If a large or giant aneurysm has a calcified wall, intra-aneurysmal thrombus, or if some portion of the aneurysm is located in the cavernous segment of the ICA, it may not be possible to treat the aneurysm with direct clipping. Endovascular parent artery trapping without endosaccular coiling can be a good alternative in these situations. However, ischemia-related morbidity and mortality have been reported after occlusion of the ICA [56,57]. Therefore, we use balloon occlusion test before ICA trapping to identify patients at high risk of ischemic complications following ICA sacrifice. If a patient does not pass balloon test occlusion, we perform extracranial-intracranial bypass before parent artery trapping. Performing endovascular parent artery trapping on large or giant aneurysms that arise from the ICA is one of the most useful treatments because this procedure does not manipulate the optic nerve and the ophthalmic artery, and this procedure does not result in additional masses in the anterior optic pathway after treatment.
Limitations
There are several major limitations to this study. First, this study is limited by the small number of cases and its retrospective study design. Second, owing to the different skill sets and preferences of the three members of our cerebrovascular team (two neurosurgeons and one neuro-interventionist), there is inherent selection bias. Naturally, clinicians tent toward methods at which they are highly skilled. Another important limitation of this study is that the period, duration, and modality of follow-up after treatment were not standardized because of the diversity of patient conditions, and the different treatment modalities.
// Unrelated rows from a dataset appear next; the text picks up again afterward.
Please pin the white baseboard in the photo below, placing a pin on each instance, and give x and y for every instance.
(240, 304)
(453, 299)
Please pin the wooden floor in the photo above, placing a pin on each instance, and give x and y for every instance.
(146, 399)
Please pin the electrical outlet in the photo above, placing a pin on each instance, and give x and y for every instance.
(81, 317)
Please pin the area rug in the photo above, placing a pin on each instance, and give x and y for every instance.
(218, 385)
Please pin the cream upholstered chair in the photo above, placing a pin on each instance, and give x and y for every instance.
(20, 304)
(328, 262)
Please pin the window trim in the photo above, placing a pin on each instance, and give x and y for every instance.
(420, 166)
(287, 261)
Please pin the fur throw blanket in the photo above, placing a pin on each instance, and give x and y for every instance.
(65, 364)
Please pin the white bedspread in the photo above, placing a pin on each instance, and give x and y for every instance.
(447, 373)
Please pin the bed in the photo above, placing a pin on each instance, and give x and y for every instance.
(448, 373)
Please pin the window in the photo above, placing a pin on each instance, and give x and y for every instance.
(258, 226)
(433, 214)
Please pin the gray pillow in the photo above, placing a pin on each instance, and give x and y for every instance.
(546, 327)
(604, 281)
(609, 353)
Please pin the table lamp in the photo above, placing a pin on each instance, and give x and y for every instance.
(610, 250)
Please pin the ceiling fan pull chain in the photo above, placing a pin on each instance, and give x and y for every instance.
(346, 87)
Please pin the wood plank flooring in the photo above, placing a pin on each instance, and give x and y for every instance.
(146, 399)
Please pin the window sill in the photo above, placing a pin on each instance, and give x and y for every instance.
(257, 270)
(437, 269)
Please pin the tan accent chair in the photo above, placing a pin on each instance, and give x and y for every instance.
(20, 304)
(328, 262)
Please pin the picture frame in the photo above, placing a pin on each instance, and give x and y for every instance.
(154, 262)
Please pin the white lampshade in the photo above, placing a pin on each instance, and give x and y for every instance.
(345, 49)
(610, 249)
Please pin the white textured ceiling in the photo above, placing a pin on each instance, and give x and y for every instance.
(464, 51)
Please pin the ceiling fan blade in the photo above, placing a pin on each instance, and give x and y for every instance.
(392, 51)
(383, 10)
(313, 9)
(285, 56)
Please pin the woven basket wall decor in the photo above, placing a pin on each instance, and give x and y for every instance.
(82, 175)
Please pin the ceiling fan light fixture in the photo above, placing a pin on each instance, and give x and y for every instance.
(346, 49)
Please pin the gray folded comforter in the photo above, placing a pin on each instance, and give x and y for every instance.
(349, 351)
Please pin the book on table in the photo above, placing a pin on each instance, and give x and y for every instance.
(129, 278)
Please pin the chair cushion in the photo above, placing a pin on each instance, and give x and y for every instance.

In addition, the mean follow-up duration for visual field examination is relatively short.
Conclusion
Visual deficits caused by anterior optic pathway compression due to ICA aneurysms can improve after surgical clipping, endovascular parent artery trapping, and endosaccular coiling. However, based on our experiences, the treatment modality is the only predictor of improvement in visual deficits. In our present study, treatment without endosaccular coiling, including surgical clipping and endovascular trapping with or without bypass surgery, achieved visual improvement significantly more often in comparison with endosaccular coiling. Based on our experiences and literature reviews, we believe that removing aneurysmal mass effects in the anterior optic pathway demonstrates a major impact on improving visual deficits.
Notes
The authors have no financial conflicts of interest.